GameStop Corp. shares plunged Wednesday after the company declined to answer questions about its e-commerce push and said it was considering selling stock to fund its transformation.
Shares of the Grapevine, Texas-based GameStop had soared 865% this year through Tuesday, propelled by a short-squeeze that developed after RC Ventures, the venture capital firm of Ryan Cohen, founder of online pet food retailer Chewy, amassed a large stake with the hopes of reshaping the video-game retailer into an e-commerce retailer with fast shaping.
“GameStop is the only retailer of scale exclusively focused on the gaming industry and adjacent categories,” GameStop CEO George Sherman said on the company’s fourth-quarter conference call. “We have a unique opportunity to become the ultimate destination for gamers.”
The company plans to grow its product catalog across PC gaming, computers, monitors, game tables, mobile gaming, and gaming TVs, among other areas.
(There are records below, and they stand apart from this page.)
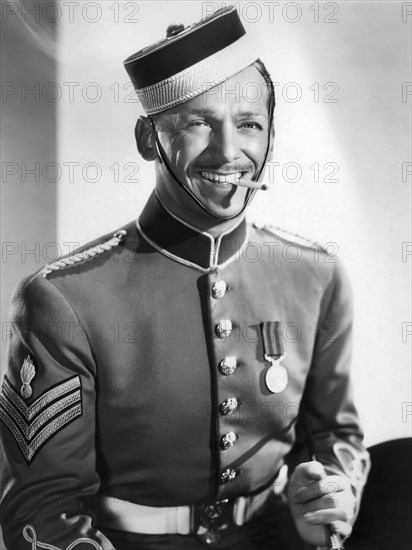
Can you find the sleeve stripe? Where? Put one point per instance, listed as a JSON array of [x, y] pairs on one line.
[[32, 426], [43, 400], [29, 450], [29, 429]]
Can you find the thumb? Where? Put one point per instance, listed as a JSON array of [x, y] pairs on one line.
[[306, 472]]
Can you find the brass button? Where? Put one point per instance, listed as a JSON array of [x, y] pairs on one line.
[[229, 406], [228, 475], [219, 289], [228, 365], [224, 328], [228, 440]]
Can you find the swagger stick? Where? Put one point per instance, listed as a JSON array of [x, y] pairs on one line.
[[335, 539]]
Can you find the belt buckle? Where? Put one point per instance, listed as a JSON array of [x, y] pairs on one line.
[[213, 518]]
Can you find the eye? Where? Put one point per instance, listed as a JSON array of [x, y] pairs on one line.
[[198, 123], [251, 126]]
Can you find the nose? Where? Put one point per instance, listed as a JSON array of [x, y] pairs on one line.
[[224, 144]]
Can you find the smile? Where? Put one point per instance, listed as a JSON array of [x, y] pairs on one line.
[[219, 177]]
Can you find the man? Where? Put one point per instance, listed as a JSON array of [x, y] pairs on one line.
[[153, 391]]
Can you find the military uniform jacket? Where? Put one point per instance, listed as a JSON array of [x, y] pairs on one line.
[[137, 369]]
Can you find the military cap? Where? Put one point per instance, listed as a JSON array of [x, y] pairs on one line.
[[190, 60]]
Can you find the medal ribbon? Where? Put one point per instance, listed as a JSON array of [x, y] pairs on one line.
[[272, 339]]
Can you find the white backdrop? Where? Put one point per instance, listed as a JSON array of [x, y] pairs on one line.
[[342, 141]]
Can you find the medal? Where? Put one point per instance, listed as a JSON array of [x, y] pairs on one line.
[[276, 377]]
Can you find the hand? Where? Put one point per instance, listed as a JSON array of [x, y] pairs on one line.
[[317, 500]]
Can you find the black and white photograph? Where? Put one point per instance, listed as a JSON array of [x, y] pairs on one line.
[[206, 261]]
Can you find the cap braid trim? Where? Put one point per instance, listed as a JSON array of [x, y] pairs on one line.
[[199, 78]]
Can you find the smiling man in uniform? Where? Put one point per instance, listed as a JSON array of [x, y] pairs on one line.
[[172, 433]]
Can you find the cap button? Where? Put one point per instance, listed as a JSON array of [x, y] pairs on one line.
[[228, 475], [228, 440], [228, 365], [173, 29], [229, 406], [224, 328], [219, 289]]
The plan to expand GameStop’s offerings comes as its business has suffered in recent years as more customers have opted to purchase their video games online. The business also was hampered as physical locations were forced to temporarily close amid the COVID-19 pandemic,
The company reported an adjusted net loss of $138.8 million for fiscal year 2020, down from an adjusted profit of $19.1 million the prior year. Net sales declined 21% to $5.090 billion.
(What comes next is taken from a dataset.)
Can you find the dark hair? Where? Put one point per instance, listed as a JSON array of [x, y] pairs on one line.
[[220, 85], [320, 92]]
Despite the continued decline in business, the company provided some evidence that its turnaround plan may be working.
- Global e-commerce sales surged 191% year over year in fiscal 2020, fueled by the online-shopping boom that developed in the wake of the pandemic. Online sales represented 29% of total net revenue, up a low single-digit percentage from the year prior.
- GameStop also reported a $400 million reduction in selling, general and administrative expenses as a result of its optimization efforts. The company closed a net 693 locations to help accelerate its transformation.
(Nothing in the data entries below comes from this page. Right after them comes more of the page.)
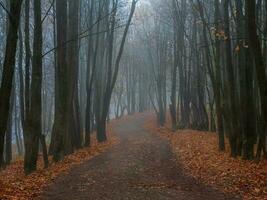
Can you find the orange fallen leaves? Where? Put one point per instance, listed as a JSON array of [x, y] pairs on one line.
[[14, 185], [198, 153]]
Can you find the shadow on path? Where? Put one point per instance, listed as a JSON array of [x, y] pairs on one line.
[[140, 167]]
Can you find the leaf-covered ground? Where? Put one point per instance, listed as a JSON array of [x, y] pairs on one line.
[[141, 167], [198, 153], [15, 185]]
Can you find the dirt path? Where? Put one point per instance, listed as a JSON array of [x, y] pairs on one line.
[[140, 167]]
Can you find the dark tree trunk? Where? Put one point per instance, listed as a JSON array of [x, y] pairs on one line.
[[8, 70]]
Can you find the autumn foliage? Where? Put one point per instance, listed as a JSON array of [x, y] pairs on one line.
[[198, 153], [15, 185]]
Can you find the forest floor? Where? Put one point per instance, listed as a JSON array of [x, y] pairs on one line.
[[141, 166], [198, 154], [14, 185]]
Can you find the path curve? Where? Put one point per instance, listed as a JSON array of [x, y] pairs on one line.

Cost savings have aided a “material reduction in overall debt,” Sherman said. He noted the company is exploring its options for its European businesses, which could include further store closings and exiting unprofitable businesses.
However, the company did not allow analysts to ask questions about the new initiative.
Providing further investor concerns was a filing that said GameStop could sell shares to capitalize on its soaring stock price.
“It appears that the ‘real’ value of GameStop shares (the price willing buyers are prepared to pay in the open market) vastly exceeds the ‘fundamental’ value we believe investors expecting a financial return can reasonably expect,” wrote Wedbush analyst Michael Pachter. He raised his price target to $29 from $16 due to “excellent execution by former and current management.”